Smith stared at the flowered curtains that hid most of the window. “How’d you find them all?” he asked.

“Well, I just kinda knew them, I guess,” Maggie answered. “I met Annie when I was waiting for Bill one day, she was sitting on the lawn with her sister Kate, that’s the one that… that they got, and she was crocheting something, and I got talking to her. And she’s listed in the phone book, so that’s how I found her. And the Newell girls are in my school, or at least Maddie is, and Alice was last year, before she graduated – they live with their mother, and when their folks got divorced a few years ago their father moved into the apartment over there. And Khalil used to talk to Bill about cars sometimes, he works in a garage – Khalil, I mean, not Bill; anyway, he talked to Bill sometimes when he was over there visiting his other friends there, so I knew him from that. And I met Mary, that was Sandy’s girlfriend, when I babysat for her neighbor across the hall a couple of times. She talked about Sandy a lot, but I never met him, but I knew his name, and she told me who he’d gone to stay with when he moved out, so I called him.”

It sounded plausible, certainly. It was exactly the sort of thing he had wanted to do himself, except that he hadn’t been able to think of anybody except Maggie herself.

It appeared he’d chosen well, though, when he contacted Maggie.

“So will you come, tomorrow?” Maggie asked.

“All right,” Smith said. “Where and when?”

“Well, I was figuring that the best place would be Annie McGowan’s house, on Topaz Court – number 706, Topaz Court – around two o’clock. Would that be okay with you?”

“That would be fine,” he said, scribbling down the address on the pad on the nightstand. “I’ll be there.”

“Oh, good! See you tomorrow, then!”

“See you tomorrow.”

She hung up.

He held the phone for a moment, then put it gently down.

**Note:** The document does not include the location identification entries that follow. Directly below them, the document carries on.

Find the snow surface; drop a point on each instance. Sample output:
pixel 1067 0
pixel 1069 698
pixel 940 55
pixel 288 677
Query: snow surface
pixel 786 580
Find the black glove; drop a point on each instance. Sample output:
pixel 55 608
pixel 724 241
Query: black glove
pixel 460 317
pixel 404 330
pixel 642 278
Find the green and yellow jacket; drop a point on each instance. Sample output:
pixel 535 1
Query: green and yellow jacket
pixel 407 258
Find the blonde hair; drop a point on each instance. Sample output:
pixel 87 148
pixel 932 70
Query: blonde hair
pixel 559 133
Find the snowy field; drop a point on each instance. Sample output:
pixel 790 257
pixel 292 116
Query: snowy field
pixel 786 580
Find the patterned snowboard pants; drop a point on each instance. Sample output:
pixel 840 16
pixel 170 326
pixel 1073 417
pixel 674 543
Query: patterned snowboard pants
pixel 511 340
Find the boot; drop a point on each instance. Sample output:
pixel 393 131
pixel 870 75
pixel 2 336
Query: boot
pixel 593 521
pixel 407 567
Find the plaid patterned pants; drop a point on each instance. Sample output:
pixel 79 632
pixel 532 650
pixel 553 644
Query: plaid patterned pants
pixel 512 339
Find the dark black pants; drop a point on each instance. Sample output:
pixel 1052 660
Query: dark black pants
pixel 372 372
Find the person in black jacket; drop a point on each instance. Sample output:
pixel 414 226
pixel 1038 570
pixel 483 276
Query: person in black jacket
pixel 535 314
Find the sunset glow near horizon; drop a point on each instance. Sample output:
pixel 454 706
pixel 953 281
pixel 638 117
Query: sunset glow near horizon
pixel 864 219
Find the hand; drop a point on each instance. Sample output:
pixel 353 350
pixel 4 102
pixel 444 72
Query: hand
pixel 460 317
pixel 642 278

He had his group now, assembled for him and ready to go. He was clearly going to be the team leader, since he was the one who had started this and who knew the most about those things, but these were people who would know what the nightmare people had done, people who had lost friends and family, had them eaten. They’d be angry and frightened, and would probably ready to do almost anything he asked of them.

But he remembered the bullet-holes, he remembered the slow grey fluid that had sealed them. These things that he and the rest were up against were not mortal flesh. Whatever the things were, they were truly supernatural.

Maggie’s recruits, he was sure, would do what he asked – but what could he ask?

7.

Maggie stared at the phone for a long moment.

She had called everyone she could think of – sweet old Annie, and that crazy Khalil, and that rotten Sandy Niklasen, and the Newells. She had called Elias Samaan, and talked to him for awhile. She had called Smith back.

And she still needed to talk. She was still scared, still confused, still twisted around.

But she’d called them all, everyone she could think of that she could find a number for and that wasn’t out of town on vacation or something. Elias, Khalil, Annie, Sandy, the Newells, Ed Smith – that was everybody. There was nobody else left that she could call about the monsters.

Nobody, that is, except the monsters themselves.

Without knowing why, she dialed the Goodwins’ number.

“Hello?”

Mrs. Goodwin’s voice. Even if it wasn’t really her, the voice was still the same. “Hi,” Maggie said. “Is Bill there?”

“Just a minute.”

A sudden panic swept over her. What was she going to say?

Would she pretend it was really Bill, her old familiar BIll, and talk to it as if nothing had happened? Would they talk about friends and movies and TV and sex, just like any ordinary couple?

Could that thing carry on a real conversation? That morning it hadn’t seemed to know what was going on. It hadn’t gotten her jokes. It hadn’t followed any of the gossip about their friends. It hadn’t watched any of the TV shows she talked about.